4. Strain the mixture, then add 1 tablespoon of vinegar per cup of water.


This one turned out really well! It probably would've made an even prettier deep pink color if we'd left the eggs in the dye longer- Aaron was just too excited to see how they were turning out.



Blueberry dye:


1. Mix together 1 1/2 cups of blueberries, 2 1/4 cups of water, and 1 tablespoon of vinegar.

2. Bring the mixture to a boil. 

3. Turn the heat down and let the mixture simmer for 30 minutes.

4. Strain the mixture.


This one was also interesting. It made a neat color that wasn't quite what we expected:



Onion dye:


1. Mixed 1 cup of packed yellow onion skins (the flaky parts on the outside of the onion) with 1 cup of water.

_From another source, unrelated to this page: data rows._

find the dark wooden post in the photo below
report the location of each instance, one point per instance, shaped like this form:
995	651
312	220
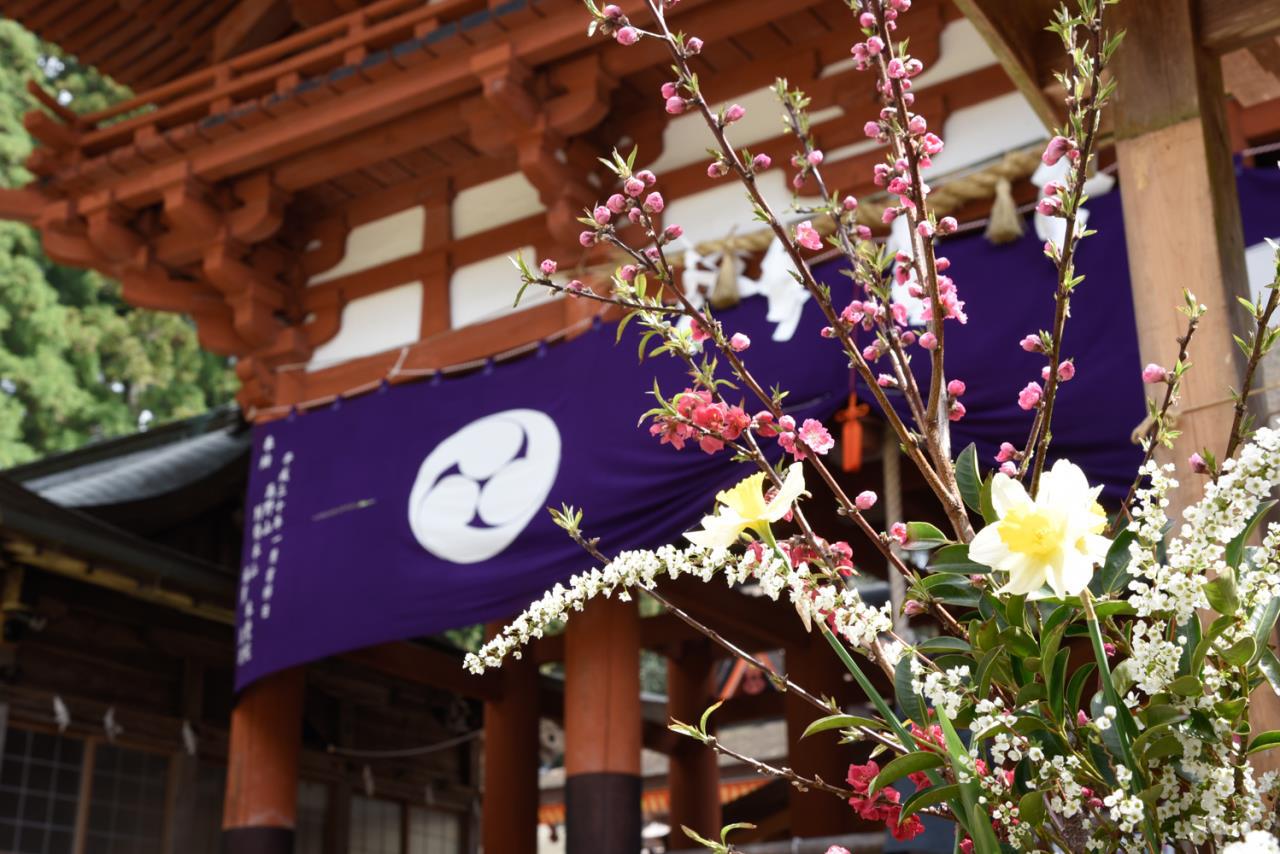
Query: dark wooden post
1182	213
602	729
1183	225
814	667
694	773
263	766
510	818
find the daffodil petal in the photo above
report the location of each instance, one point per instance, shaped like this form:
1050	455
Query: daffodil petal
1008	493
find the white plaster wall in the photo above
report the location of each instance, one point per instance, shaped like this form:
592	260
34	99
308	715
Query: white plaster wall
492	204
378	242
488	288
978	133
371	324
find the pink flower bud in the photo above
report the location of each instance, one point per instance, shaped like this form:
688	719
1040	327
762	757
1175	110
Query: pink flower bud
1056	150
1029	397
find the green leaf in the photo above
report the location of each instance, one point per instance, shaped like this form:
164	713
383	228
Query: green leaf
905	765
929	797
1240	652
1262	622
841	722
1114	574
944	644
1223	594
1265	741
969	479
1032	809
922	535
1235	549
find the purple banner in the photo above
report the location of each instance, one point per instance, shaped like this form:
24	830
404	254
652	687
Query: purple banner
423	507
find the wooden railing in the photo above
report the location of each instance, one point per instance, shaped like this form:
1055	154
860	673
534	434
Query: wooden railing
391	31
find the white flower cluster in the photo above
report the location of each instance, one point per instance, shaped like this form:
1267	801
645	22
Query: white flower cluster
853	619
1155	660
945	689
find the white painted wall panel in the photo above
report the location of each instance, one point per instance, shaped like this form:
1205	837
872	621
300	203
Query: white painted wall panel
371	324
378	242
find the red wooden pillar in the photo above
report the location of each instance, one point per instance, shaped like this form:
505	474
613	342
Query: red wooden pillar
602	729
263	766
510	817
694	775
814	667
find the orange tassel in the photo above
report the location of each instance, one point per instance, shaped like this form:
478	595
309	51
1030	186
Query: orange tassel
851	433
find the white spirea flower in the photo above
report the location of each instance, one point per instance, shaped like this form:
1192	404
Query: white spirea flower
1055	538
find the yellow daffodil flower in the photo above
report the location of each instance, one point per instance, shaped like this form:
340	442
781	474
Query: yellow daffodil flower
1055	538
744	507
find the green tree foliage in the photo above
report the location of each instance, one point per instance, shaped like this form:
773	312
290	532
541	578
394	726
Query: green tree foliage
76	362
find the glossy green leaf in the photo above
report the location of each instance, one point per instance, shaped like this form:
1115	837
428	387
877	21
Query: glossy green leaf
1235	548
906	765
969	479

2. Bring the mixture to a boil.

3. Turn the heat down and let the mixture simmer, covered, for 30 minutes.

4. Strain the mixture, then add 1 tablespoon of vinegar.


This one might've actually turned out to be our favorite! It made a neat rust color.


Our review of the natural dyes:

Overall, this was a really fun experiment and it made some beautiful colors! We're looking forward to trying other fun dye ingredients. If you're planning to dye more than 4 or 5 eggs, you'll need to make a lot more of each type of dye. Each mixture only made enough to dye 1 egg.

Food Coloring


We tried two different methods with the food coloring- one was just the standard dye made from the directions on the box (boiled water and vinegar mixed with drops of food coloring then used to dip the eggs into) and the other was using the food coloring directly on the eggs without putting it into a mixture first. 


What you will need:

  • A box of standard food coloring

  • White vinegar

  • Baking soda

  • Dropper (can usually be found in the medicine aisle near/in the eye and ear section)

  • Some form of paintbrush

For the first type, we just mixed the dye according to the directions on the food coloring box, then soaked the eggs in it for a minute or two. This went pretty well, and we didn't see any major differences between these eggs and any time we've used this method to dye white eggs. We were pretty happy with how they turned out!



For the second type, we used food coloring directly on the eggs. Here is the process we followed:


1. Mix 2 tablespoons of baking soda with enough water to make it a pasty consistency. Paint that paste onto the eggs.













2. Drop food coloring directly onto the eggs.


3. Put a dropper full of vinegar over the food coloring on the egg. Watch it fizz! Repeat for more color.


4. Pat the egg dry with a paper towel.

5. Let it dry then display it or put it in the fridge (if you're planning to eat them).


That's it! Everything was pretty simple and made some fun and different designs! We definitely found that dyeing brown eggs works pretty well. What do you all do to decorate eggs? Have you ever tried dying brown eggs? Do you have any tips or tricks for us? We'd love to hear from you!